The Ministry of Internal Affairs has made a proposal to the defense ministry to consider complementing basic training of conscripts with a course for assistant police officers.

Estonia currently has around 1,000 assistant policemen, while more than 3,000 people are conscripted into the Defense Forces each year.

"We want to analyze the possibility of adding a protection of law and order component into basic training, proceeding from the government's internal security development plan.

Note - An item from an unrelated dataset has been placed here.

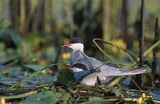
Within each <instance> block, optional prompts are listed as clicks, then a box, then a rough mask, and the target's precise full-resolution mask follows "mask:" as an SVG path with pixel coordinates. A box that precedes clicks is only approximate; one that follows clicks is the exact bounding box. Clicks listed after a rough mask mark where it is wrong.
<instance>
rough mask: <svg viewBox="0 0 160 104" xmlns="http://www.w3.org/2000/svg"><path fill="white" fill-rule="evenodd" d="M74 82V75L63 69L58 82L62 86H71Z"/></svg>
mask: <svg viewBox="0 0 160 104" xmlns="http://www.w3.org/2000/svg"><path fill="white" fill-rule="evenodd" d="M73 81H74V76H73V73H72V72H71V71H70V70H68V69H65V68H64V69H61V70H60V71H59V74H58V76H57V82H58V83H59V84H62V85H66V84H70V83H72V82H73Z"/></svg>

It would resemble current training for assistant police officers,” said interior ministry press adviser Toomas Viks.

He added that should the idea materialize in the law and order component either partly or completely mirroring training for assistant police officers, conscripts could work as assistant police officers upon completion of conscript service.

Adviser at the interior ministry's protection of law and order and criminal policy department Elmar Veldre added that how the idea will manifest and what it will mean in terms of expenses and time frame requires further analysis.

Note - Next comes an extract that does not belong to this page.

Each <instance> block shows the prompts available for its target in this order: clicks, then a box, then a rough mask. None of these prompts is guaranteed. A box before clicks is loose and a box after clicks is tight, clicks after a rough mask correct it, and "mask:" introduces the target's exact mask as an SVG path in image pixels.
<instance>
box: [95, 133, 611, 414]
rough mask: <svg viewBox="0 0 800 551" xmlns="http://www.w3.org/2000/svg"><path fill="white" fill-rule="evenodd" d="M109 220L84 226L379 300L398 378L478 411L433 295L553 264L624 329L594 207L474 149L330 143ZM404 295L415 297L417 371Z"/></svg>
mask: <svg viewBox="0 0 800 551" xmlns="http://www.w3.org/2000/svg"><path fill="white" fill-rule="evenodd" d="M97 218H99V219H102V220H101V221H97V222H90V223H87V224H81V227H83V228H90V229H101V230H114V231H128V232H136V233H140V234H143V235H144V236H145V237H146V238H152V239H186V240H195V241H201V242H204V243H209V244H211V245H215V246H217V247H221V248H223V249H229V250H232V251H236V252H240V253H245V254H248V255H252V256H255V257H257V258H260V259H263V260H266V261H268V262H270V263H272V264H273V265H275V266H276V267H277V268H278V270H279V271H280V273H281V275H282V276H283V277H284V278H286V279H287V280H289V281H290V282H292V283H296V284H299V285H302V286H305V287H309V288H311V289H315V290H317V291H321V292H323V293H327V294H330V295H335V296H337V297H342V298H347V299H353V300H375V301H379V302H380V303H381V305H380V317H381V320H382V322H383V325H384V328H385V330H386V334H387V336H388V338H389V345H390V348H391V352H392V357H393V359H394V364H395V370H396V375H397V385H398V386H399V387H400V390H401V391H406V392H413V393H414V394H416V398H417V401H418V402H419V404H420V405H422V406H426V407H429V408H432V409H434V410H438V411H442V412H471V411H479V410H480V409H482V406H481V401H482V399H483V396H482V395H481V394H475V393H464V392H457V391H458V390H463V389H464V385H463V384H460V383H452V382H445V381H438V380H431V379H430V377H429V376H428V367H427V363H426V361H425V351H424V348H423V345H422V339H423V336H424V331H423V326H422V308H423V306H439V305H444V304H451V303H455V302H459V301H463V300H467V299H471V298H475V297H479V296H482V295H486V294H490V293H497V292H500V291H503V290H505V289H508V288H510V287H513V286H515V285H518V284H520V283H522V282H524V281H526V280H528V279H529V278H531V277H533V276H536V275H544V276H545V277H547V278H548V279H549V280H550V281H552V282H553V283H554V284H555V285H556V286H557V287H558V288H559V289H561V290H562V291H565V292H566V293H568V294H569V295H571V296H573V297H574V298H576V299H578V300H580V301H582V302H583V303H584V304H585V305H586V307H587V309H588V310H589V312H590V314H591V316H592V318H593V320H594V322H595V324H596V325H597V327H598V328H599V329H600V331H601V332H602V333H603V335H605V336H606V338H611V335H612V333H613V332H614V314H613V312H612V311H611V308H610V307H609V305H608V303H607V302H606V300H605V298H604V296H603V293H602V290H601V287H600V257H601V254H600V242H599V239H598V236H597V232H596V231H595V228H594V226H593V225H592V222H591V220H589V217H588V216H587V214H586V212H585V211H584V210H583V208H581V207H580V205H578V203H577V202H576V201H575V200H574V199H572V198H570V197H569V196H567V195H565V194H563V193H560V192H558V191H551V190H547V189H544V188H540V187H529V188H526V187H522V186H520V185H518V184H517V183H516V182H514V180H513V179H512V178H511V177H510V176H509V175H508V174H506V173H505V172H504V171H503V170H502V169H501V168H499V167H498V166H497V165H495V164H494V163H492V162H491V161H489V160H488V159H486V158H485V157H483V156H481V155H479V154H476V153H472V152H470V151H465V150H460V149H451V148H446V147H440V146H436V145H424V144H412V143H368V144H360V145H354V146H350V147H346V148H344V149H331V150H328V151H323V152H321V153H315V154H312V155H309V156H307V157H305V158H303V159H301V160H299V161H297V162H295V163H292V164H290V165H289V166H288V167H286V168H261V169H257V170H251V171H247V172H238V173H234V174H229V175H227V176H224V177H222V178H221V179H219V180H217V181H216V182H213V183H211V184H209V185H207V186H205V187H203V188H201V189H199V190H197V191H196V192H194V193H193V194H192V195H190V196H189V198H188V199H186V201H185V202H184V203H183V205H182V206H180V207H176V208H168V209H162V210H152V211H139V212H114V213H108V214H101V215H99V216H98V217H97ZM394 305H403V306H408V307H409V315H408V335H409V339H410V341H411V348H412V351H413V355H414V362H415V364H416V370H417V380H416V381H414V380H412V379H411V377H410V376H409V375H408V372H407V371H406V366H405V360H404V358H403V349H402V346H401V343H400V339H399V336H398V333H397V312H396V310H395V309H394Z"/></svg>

The assistant officers training course spans 40 hours and includes such elements as bases of law, involvement of assistant police officers, administrative proceedings and measures, prevention and supervision, protection of children, activity at the scene, communication with persons, direct coercion and special preparation, first aid, radio communications.

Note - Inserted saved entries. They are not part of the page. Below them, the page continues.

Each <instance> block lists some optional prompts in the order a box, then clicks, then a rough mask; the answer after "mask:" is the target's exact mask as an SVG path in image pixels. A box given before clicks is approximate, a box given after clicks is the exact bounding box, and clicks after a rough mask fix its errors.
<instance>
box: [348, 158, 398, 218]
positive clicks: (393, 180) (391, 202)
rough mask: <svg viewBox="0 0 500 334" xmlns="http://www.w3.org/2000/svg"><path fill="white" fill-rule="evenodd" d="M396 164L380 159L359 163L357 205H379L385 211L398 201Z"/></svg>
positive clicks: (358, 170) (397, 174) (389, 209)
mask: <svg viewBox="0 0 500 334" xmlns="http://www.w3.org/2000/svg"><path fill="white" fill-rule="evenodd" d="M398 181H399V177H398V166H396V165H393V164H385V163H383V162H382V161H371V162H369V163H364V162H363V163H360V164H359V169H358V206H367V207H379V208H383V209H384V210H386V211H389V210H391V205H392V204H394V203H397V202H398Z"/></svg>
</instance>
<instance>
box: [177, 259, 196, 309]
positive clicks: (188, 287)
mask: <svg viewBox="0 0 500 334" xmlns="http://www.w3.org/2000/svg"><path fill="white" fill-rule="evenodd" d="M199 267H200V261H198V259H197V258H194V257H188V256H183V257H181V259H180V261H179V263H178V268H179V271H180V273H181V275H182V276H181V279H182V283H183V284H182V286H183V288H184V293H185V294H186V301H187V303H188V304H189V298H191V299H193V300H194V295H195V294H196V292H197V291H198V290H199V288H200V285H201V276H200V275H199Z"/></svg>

Veldre said that no one will be turned into an assistant police officer automatically as people have to volunteer first. “We would make it easier to become an assistant officer,” he said.

The ministry finds that the government's internal security development plan aims to have all citizens contribute to ensuring safety, in addition to the police and rescue services. Most people currently see it as a police and rescue matter, even though numerous security-related problems cannot be solved by state agencies alone.

The development plan spans until 2020. “It is possible that this period will see the first class of conscripts who have also undergone law and order training,” Veldre added.

“Whether planned additional training would fit into the basic training of conscripts, and how, needs to be analyzed in cooperation with the interior ministry. The Ministry of Defense cannot currently speak to the sensibility or feasibility of such a change; it should be determined in cooperation,” said the ministry's press representative Andres Sang.

Postimees recently wrote how the defense ministry is in turn working on a draft act that would allow military police to exercise traffic supervision and carry out primary procedural acts.

Defense Forces training usually takes place in areas where the presence of the Police and Border Guard Board (PPA) is modest as traffic is scarce. This causes some drivers to knowingly ignore the rules of the road. These areas have military police, however, that could theoretically enforce traffic law.

Another problem the army has faced is people who disrupt trainings or place participants in danger – follow Defense Forces vehicles, drive under the influence of alcohol or drugs, ignore traffic rules. The third pain spot concerns infractions by Defense Forces employees or officials, conscripts, or other persons involved in military training.